The study concluded that there is a mismatch between the surgeons' ideas of what patient information should be, and the patients' self perceived information needs. We tend to offer a description of the pathological process, the procedures involved, the risks, complications and benefits. In short we inform patients as if they are pupils. Based on this study, the patients' needs are to be reassured, not taught, on practical and personal subjects to do with symptomatology. Further study of such sites should allow us to improve the match between the information we supply and the information the patients need. It may be the case that the patients were already sufficiently informed by their orthopaedic surgeons about their condition and its treatment. The unmet information needs were in the arena of reassurance and explanation of postoperative symptoms.

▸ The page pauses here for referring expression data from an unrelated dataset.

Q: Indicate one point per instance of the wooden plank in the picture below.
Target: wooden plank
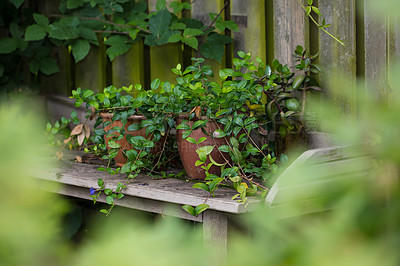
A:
(165, 57)
(375, 54)
(90, 73)
(251, 38)
(215, 234)
(136, 203)
(200, 11)
(290, 29)
(339, 62)
(129, 68)
(166, 190)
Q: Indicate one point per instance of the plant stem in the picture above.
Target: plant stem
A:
(215, 19)
(319, 25)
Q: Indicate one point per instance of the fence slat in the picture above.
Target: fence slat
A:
(164, 57)
(61, 82)
(251, 38)
(375, 56)
(337, 60)
(90, 73)
(290, 29)
(129, 68)
(200, 11)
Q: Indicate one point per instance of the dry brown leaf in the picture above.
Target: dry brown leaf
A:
(59, 155)
(198, 111)
(78, 159)
(81, 138)
(77, 130)
(193, 110)
(87, 131)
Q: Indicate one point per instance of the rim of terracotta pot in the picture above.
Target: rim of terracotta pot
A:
(132, 117)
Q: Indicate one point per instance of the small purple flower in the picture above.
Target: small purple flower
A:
(92, 191)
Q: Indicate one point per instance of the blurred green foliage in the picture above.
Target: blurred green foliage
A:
(362, 229)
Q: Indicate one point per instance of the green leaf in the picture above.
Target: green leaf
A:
(192, 32)
(186, 133)
(201, 186)
(199, 124)
(202, 139)
(222, 112)
(234, 142)
(215, 46)
(113, 145)
(34, 33)
(206, 149)
(34, 66)
(191, 140)
(41, 20)
(198, 162)
(178, 26)
(316, 10)
(200, 208)
(48, 66)
(80, 48)
(224, 148)
(17, 3)
(192, 42)
(214, 162)
(161, 4)
(159, 23)
(72, 4)
(155, 84)
(110, 200)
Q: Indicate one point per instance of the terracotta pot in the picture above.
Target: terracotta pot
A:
(120, 160)
(187, 150)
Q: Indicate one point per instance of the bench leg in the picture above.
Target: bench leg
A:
(215, 231)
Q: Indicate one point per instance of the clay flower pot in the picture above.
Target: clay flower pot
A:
(120, 160)
(187, 150)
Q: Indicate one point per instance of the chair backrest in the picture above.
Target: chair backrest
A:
(316, 172)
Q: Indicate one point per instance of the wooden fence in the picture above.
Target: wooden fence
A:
(268, 29)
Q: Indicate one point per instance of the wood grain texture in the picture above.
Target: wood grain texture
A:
(215, 233)
(200, 11)
(90, 73)
(339, 62)
(290, 29)
(168, 190)
(129, 68)
(251, 38)
(375, 54)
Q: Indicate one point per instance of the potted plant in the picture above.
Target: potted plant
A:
(216, 131)
(217, 122)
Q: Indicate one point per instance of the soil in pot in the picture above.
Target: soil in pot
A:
(187, 150)
(120, 160)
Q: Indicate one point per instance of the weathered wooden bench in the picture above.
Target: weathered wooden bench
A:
(302, 181)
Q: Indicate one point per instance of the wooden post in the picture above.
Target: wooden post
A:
(215, 233)
(200, 11)
(338, 61)
(61, 82)
(251, 38)
(90, 73)
(165, 57)
(375, 56)
(129, 68)
(290, 29)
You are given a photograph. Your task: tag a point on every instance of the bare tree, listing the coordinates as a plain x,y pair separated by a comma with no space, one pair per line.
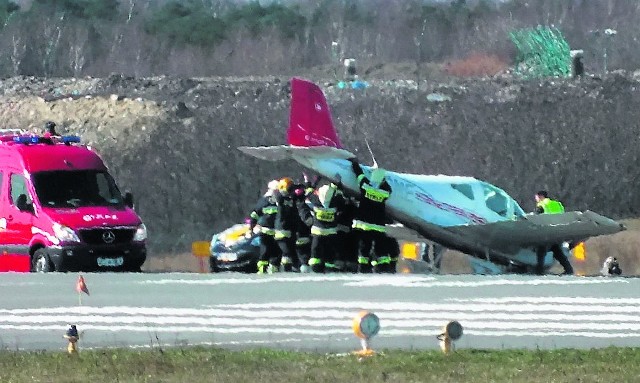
19,45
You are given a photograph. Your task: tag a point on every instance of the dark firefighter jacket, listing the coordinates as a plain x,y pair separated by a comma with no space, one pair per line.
371,213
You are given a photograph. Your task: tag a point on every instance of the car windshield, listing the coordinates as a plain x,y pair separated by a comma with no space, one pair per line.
75,188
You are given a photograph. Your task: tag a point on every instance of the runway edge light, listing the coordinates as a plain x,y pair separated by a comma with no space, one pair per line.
451,332
366,325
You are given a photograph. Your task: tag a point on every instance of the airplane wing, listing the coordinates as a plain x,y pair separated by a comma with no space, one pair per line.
283,152
539,230
403,233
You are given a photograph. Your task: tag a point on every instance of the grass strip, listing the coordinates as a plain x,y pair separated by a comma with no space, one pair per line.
200,364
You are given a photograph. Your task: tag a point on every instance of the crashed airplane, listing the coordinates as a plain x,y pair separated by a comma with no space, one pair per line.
461,213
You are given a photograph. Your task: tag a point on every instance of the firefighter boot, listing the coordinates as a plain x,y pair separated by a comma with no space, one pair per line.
363,265
317,266
262,267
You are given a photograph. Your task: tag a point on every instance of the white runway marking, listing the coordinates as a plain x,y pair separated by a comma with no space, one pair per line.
512,316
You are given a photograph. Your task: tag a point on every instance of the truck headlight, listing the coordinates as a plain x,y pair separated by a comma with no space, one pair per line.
141,233
65,233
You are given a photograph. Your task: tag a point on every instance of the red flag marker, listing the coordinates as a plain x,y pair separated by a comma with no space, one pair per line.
81,286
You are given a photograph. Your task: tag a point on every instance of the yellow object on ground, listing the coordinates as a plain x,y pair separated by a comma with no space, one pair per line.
580,252
410,250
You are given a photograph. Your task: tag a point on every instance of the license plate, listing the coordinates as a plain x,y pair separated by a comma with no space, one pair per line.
110,262
228,257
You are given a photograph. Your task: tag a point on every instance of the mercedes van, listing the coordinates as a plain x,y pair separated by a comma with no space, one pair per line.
61,210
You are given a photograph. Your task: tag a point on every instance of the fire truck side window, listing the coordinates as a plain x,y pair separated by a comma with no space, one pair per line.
18,187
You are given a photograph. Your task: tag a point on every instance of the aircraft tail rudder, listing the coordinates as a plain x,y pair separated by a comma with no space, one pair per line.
310,122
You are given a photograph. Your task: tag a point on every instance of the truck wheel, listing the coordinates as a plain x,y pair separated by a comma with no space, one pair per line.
41,262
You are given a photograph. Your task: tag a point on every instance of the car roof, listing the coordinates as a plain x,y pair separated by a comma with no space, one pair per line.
48,157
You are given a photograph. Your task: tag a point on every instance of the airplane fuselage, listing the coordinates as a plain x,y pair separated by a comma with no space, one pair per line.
433,205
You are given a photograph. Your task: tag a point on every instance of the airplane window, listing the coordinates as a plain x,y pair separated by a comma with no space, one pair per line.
496,201
465,189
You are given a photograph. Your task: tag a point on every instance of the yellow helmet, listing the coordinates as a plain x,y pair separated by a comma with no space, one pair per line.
285,183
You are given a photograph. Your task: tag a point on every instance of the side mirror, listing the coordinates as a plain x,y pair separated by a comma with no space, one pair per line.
23,205
128,199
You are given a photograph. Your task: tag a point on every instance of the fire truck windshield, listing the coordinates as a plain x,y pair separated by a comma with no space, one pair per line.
76,188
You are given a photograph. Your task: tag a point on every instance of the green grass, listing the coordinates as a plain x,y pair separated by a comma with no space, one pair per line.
197,365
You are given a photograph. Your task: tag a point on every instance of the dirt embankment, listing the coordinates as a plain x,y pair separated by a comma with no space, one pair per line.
172,142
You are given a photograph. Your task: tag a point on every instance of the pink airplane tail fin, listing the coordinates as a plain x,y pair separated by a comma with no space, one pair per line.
310,122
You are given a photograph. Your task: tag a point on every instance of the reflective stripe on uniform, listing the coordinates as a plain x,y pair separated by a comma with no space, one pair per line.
384,260
303,240
315,230
324,214
375,194
281,234
268,231
269,210
357,224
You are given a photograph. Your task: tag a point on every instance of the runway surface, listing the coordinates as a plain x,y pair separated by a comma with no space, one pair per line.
315,312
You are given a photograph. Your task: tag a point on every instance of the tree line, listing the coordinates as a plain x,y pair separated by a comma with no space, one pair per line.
65,38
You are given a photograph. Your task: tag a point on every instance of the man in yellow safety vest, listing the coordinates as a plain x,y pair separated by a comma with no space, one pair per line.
546,205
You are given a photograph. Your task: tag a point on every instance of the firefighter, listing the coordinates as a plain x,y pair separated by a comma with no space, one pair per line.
324,208
346,240
286,221
370,218
264,215
303,231
391,249
546,205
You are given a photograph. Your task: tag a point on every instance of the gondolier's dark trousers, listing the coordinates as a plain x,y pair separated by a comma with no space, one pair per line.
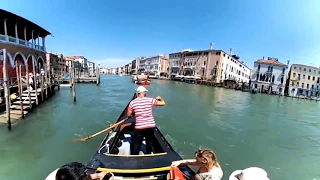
137,139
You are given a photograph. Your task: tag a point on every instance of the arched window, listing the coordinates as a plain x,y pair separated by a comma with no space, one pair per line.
273,77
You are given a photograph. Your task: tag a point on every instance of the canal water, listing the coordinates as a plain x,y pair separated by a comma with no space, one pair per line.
281,135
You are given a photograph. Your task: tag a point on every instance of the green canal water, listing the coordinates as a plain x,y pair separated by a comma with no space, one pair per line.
281,135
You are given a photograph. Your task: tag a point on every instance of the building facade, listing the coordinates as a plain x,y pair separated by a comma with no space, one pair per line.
214,65
130,68
269,76
56,62
126,69
303,81
83,62
135,66
164,67
22,42
152,65
91,67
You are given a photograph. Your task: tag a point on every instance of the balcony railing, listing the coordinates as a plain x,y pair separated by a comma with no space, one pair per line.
20,42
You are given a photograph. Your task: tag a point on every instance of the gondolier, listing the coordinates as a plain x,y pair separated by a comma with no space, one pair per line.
145,123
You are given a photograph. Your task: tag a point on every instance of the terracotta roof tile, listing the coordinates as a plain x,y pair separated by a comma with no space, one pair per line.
270,62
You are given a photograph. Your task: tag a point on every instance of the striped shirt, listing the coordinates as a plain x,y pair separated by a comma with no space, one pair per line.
142,107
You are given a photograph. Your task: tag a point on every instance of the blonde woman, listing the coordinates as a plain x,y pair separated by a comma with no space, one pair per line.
209,168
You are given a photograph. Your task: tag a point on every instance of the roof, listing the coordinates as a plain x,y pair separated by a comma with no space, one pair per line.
75,57
270,62
12,19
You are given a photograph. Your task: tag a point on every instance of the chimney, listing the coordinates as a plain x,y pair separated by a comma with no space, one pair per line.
211,45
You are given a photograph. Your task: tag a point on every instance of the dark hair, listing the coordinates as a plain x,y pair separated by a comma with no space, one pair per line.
71,171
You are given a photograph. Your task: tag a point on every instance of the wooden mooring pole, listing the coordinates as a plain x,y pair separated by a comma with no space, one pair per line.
73,83
28,86
6,88
98,75
35,79
18,70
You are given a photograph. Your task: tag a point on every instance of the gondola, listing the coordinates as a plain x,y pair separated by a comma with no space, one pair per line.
144,83
113,155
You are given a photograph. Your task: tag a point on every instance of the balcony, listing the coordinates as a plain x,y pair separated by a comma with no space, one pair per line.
20,42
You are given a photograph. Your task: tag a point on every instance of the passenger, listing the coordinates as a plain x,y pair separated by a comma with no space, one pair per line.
145,124
210,168
251,173
31,84
76,171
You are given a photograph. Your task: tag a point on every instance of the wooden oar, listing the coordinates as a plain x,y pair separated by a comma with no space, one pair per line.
100,132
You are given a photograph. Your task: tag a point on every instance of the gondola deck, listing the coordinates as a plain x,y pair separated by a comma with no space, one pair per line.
114,155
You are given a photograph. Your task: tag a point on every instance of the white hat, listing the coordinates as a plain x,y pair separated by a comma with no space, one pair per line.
52,175
251,173
141,89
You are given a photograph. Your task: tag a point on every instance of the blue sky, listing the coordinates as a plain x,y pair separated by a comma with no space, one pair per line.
115,32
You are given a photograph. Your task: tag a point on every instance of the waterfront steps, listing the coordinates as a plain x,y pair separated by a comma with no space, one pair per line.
19,108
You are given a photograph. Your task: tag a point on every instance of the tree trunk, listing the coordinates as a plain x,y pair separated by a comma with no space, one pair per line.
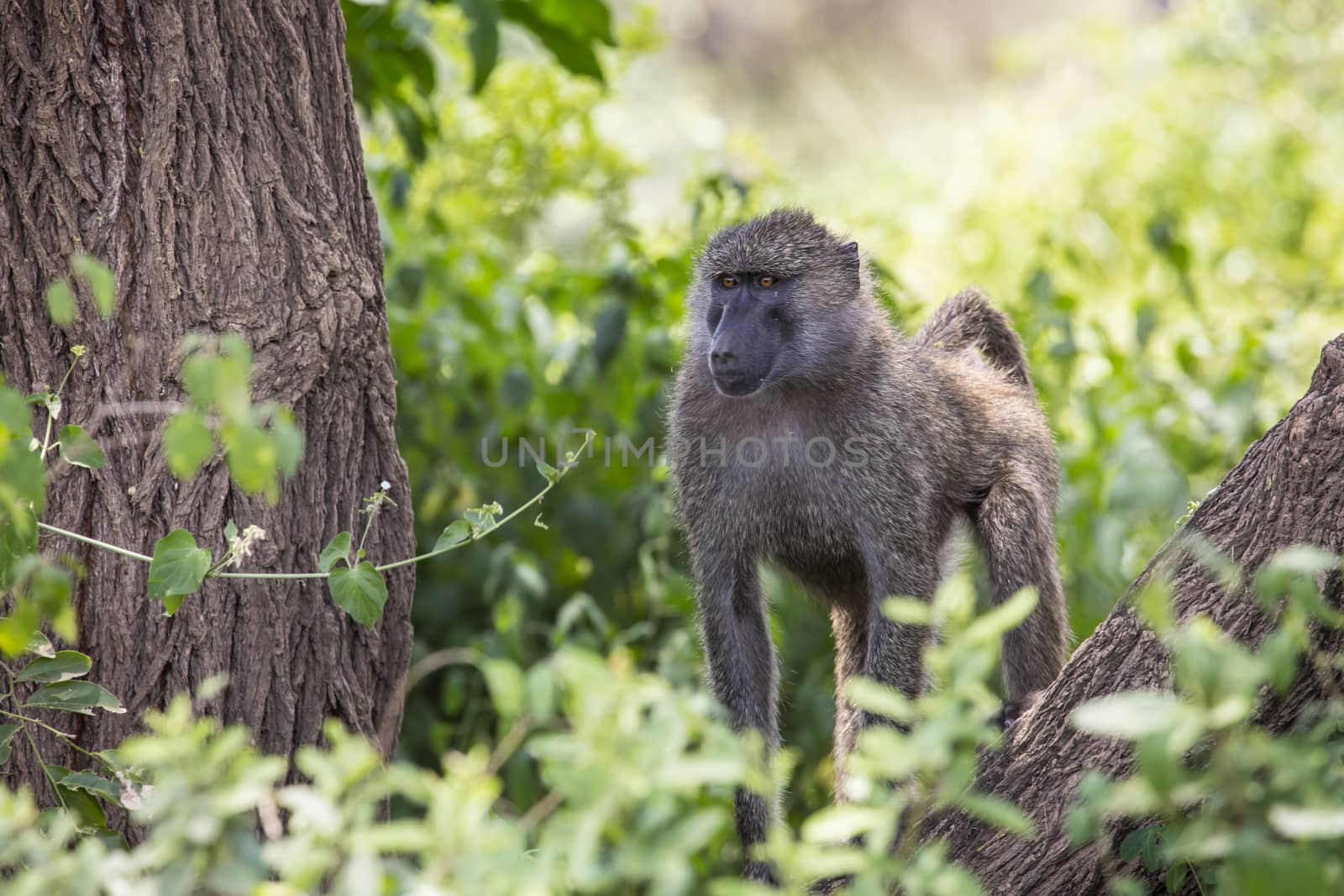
208,154
1288,490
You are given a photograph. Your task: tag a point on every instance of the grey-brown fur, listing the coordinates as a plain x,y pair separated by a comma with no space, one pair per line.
949,438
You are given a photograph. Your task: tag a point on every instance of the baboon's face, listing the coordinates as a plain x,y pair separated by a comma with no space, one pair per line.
750,320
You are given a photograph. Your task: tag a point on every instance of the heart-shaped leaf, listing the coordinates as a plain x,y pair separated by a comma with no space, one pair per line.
456,532
336,550
360,591
178,569
188,443
64,667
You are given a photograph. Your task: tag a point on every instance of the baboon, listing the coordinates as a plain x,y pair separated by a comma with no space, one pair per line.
810,432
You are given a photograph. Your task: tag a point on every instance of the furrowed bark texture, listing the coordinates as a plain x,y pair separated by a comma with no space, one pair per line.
1288,490
208,152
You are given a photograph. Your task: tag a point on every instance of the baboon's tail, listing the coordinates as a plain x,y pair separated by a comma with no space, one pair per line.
968,320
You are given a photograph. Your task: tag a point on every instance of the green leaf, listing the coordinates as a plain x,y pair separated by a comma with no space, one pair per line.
889,703
92,783
573,53
64,667
7,734
483,39
60,302
74,696
1129,715
18,539
456,532
507,687
100,280
360,591
178,569
187,443
585,19
81,450
85,809
40,645
18,629
336,550
1142,842
1005,618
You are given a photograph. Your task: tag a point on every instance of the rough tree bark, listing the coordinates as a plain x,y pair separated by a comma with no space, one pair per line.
208,152
1288,490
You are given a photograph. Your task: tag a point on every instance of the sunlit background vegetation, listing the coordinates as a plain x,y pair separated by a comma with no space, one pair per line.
1152,194
1152,191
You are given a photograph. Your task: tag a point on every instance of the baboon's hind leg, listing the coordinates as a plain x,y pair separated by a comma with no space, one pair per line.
1016,528
850,627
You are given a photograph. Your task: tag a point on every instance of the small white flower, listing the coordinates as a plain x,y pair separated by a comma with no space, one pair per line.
242,544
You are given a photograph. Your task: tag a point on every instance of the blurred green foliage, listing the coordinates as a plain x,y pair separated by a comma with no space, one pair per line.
1156,207
638,777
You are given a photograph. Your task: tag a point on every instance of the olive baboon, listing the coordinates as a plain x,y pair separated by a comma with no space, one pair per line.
806,432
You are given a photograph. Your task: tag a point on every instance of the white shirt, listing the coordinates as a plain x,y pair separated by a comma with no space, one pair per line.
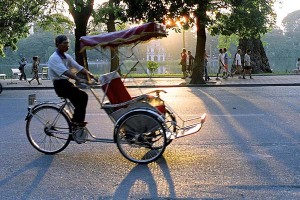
238,60
58,64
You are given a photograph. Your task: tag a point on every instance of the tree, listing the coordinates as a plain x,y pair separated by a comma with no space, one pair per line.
15,19
111,13
196,13
81,11
249,31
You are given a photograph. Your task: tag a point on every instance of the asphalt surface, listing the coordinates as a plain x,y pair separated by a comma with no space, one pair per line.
274,80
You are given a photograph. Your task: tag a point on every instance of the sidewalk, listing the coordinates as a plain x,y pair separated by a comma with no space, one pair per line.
280,80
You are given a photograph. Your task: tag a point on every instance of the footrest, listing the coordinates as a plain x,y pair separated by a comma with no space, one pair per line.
191,129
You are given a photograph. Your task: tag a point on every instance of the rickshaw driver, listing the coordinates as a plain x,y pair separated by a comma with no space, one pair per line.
60,65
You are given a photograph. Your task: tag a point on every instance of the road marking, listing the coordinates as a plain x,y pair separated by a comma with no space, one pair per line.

In the light of this, the content coverage suggested by Clough & Oliver (Table 2) should be expanded to include postoperative symptomatology and patient information resources should ideally have a method of feedback and frequently asked questions' - genuine ones that patients actually ask. Amongst 335000 pages, you might think there would be many that fulfilled these criteria but I would seriously doubt it. The way to excellence in patient education is wide open.

The nature of the search engines and the Internet means that patients are likely to find erroneous and misleading information, whereas much of the patient information posted by orthopaedic surgeons is incomplete in our terms, and off target from the patient point of view. If we do not post our own pages, our response should be to find patient information sites that we trust and direct our patients to them, while remaining available to reassure them about their symptomatology. The more you study patient information on the Internet the better the human touch seems.

References
1) Clough J.F.M., Oliver C.W. Orthopaedics, networks and computers J Bone Joint Surg Br. 2002 May;84(4):481-5.